Competency 6.1.11 Flashcards
Systemic Cataract Preoperative Considerations
Can patient lie flat?
- COPD where lying supine may cause shortness of breath
- Spinal abnormalities
Alpha blockers
- Tamulosin and naftopidil can cause floppy iris syndrome
Allergy
- Allergy to shellfish may indicate iodine allergy
Ocular Cataract Preoperative Considerations
Deep set eyes & shallow AC
- can make surgery more difficult
Lids and Adnexa
- Blepharitis or lid malposition can predispose to endophthalmitis
Fundus Examination
- Coexisting pathology can impact visual outcome
Refraction
- Consider K values, AL and refraction to leave patient at emmetropia
- Consider any previous refractive suprise
- Consider previous laser eye surgery
What is Phacoemulsification?
- Is standard method of cataract surgery
- Is a device which breaks up the lens using ultrasonic waves which can then be vacuumed out
- Surgery is a 30 minute affair which takes place under local anaesthetic
Phacoemulsification Procedure
- Incisions either 60 or 180 degrees apart at limbus to allow access
- Opening of anterior lens capsule (capsularhexis)

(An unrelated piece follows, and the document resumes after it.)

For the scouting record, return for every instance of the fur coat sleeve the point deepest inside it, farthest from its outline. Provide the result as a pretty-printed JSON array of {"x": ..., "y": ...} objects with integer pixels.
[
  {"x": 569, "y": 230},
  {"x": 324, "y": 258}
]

- Removal of lens material using phaco, many techniques including divide and conquer
- Removal of lens material
- Insertion of IOL into lens caspsule
- Incisions may be sealed with stromal saline injection
Extracapsular Cataract Extraction
- Requires larger incision and so has slower recovery rate
- Used in very dense cataract where higher phaco powers would potentially cause issues
- The larger incision allows the cataract to be removed in one piece.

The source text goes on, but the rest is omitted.